Integrating Lambertian BRDF

Lets consider a simple scene with no emittance, and so the rendering equation is simply:

\[L_o(x, \omega_o) = \int_{\Omega} f(x,\omega_o,\omega_i)L_i(x,\omega_i) \left(\omega_i \cdot \hat{n}\right) \ d\omega_i\]

Now, consider a surface with a Lambertian BRDF (see: Bidirectional Reflectance Distribution Function (BRDF))

\[f_r = \frac{\rho}{\pi}\]

where \(\rho\) is the surface’s albedo. With this constant BRDF, the integral simply becomes:

\[L_r = \frac{\rho}{\pi}\int_{\Omega}L_i(\vec{x},\omega_i) \left(\omega_i \cdot \hat{n}\right) \ d\omega_i\]

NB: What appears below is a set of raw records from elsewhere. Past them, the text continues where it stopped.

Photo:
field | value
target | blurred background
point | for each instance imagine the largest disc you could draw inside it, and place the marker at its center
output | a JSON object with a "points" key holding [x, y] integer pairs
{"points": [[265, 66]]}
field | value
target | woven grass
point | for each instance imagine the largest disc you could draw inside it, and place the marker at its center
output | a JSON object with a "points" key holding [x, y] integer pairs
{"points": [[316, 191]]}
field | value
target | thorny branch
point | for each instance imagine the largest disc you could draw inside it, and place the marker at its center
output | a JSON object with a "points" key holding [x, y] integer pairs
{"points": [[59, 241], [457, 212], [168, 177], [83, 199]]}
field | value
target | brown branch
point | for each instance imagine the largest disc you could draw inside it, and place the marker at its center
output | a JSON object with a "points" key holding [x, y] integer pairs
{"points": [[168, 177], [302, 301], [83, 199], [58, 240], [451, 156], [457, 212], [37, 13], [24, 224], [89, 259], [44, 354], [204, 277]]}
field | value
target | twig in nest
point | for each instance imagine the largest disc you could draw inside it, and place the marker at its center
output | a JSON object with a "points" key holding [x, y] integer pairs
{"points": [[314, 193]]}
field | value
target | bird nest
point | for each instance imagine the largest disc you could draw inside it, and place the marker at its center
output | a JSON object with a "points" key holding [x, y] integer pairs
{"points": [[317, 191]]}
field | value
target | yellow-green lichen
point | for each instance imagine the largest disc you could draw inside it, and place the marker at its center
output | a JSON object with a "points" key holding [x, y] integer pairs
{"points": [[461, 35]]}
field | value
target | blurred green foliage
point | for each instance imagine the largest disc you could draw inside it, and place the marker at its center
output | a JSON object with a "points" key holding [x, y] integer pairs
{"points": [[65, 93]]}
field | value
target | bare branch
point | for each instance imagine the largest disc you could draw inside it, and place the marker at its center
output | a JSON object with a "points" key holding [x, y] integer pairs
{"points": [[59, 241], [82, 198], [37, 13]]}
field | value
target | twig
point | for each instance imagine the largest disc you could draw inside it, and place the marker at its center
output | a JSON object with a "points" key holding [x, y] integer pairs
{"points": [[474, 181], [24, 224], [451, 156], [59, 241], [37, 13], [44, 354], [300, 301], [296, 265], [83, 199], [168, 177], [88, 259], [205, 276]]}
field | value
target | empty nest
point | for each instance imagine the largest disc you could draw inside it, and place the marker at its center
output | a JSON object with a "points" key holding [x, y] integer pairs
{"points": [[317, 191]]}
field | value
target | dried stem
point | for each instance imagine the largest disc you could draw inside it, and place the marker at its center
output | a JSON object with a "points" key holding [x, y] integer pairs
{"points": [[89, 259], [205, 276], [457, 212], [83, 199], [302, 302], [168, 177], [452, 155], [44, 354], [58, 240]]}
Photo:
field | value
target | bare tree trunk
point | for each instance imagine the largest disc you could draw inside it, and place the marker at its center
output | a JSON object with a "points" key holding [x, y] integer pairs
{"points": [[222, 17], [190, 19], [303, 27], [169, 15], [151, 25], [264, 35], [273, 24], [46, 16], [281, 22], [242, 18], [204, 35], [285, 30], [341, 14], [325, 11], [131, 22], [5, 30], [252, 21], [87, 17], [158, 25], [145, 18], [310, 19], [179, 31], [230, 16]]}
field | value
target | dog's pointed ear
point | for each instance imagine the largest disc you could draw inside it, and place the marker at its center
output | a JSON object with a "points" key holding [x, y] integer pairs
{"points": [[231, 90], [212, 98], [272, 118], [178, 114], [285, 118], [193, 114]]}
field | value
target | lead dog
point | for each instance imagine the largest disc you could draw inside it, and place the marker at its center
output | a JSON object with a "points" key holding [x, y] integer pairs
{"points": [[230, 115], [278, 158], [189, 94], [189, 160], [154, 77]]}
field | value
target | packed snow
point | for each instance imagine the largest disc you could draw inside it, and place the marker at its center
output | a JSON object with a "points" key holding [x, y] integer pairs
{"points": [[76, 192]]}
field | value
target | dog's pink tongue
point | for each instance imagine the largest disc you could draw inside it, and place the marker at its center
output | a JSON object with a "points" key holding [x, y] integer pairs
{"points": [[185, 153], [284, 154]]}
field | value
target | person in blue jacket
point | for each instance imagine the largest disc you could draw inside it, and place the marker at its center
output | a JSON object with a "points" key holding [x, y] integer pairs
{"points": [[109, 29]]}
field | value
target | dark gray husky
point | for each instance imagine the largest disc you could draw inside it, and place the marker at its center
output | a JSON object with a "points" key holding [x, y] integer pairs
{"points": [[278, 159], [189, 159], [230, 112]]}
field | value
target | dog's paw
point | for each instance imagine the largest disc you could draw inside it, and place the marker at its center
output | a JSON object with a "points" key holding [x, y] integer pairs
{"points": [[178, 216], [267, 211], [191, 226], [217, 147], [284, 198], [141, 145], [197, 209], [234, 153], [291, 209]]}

We’ll also have an isotropic spherical light source (see Lights), with a radius \(R\) and a radiant power of \(\Phi\), that is \(d\) away from point \(x\) directly along the surface normal vector \(\hat{n}\). Because the light source emits light in all directions, \(L_i\) has no dependence on the direction \(\omega_i\), and so it can be pulled out from the integral as well:

\[L_r = \frac{\rho}{\pi} L_i \int_{\Omega} \left(\omega_i \cdot \hat{n}\right) \ d\omega_i\]

Given that the light is located directly above the point, along \(\hat{n}\), then all of the light incident on \(\vec{x}\) is within \(\delta\) of \(\hat{n}\), where \(\delta\) is the half the angular diameter of the light. The angular diameter is defined as:

\[\delta = \sin^{-1}\left(\frac{R}{d}\right)\]

Therefore, our integral can be rewritten as:

\[\begin{split}\begin{align} L_r &= \frac{\rho}{\pi} L_i \int_0^{2\pi} \int_0^{\delta} \cos{\theta_i}\sin{\theta_i} \ d\theta d\phi\\ &= \frac{\rho}{\pi} L_i \int_0^{2\pi} \left[\frac{-\cos^2{\theta}}{2}\right]_0^\delta \ d\phi\\ &= \frac{\rho}{\pi} L_i \left(\pi \sin^2\left(\sin^{-1}\frac{R}{d}\right)\right)\\ &= \rho L_i \frac{R^2}{d^2} \end{align}\end{split}\]

Now lets say I want to setup a monte carlo estimator, which for this setup should take the following form:

\[L_r \approx \frac{\rho}{\pi} \frac{1}{N} \sum_{i=1}^N \frac{L_i(\omega_i)\cos{\theta_i}}{p(\omega_i)}\]

If we were to uniformly sample \(\omega_i\) from the entire hemisphere, then \(p(\omega_i) = \frac{1}{2\pi}\) and so the estimator simplifies to:

\[L_r \approx 2\rho \frac{1}{N} \sum_{i=1}^N L_i(\omega_i)\cos{\theta_i}\]

If instead, we were to use importance sampling and directly sample the light, then \(p(\omega_i) = \frac{1}{\Omega}\) where \(\Omega\) can be calculated using:

\[\Omega = 2\pi\left(1 - \frac{\sqrt{d^2 - R^2}}{d}\right)\]

and so the estimator becomes:

\[L_r \approx \frac{\rho}{\pi} \frac{\Omega_{light}}{2\pi} \frac{1}{N} \sum_{i=1}^N L_i(\omega_i)\cos{\theta_i}\]

If we assume \(\Phi = 100W\), \(d = 100m\), \(R = 10m\), and \(\rho = 0.4\), our analytical solution yields:

\[L = 1.0132\times10^{-4} \frac{W}{sr\cdot m^2}\]

If we use the uniformly sampled monte carlo method with a million samples, we get:

\[L_{uniform} = 1.0141\times10^{-4} \frac{W}{sr\cdot m^2}\]

And if I use the importance sampled version with 10 samples, we get:

\[L_{importance} = 1.0131\times10^{-4} \frac{W}{sr\cdot m^2}\]

Hopefully it is clear how valuable importance sampling is for quickly and accurately evaluating the rendering equation. The goal of this document wasn’t to necessarily make you an expert in the topic, but to give you decent insight into the motivation of how rendering has been implemented in Vira.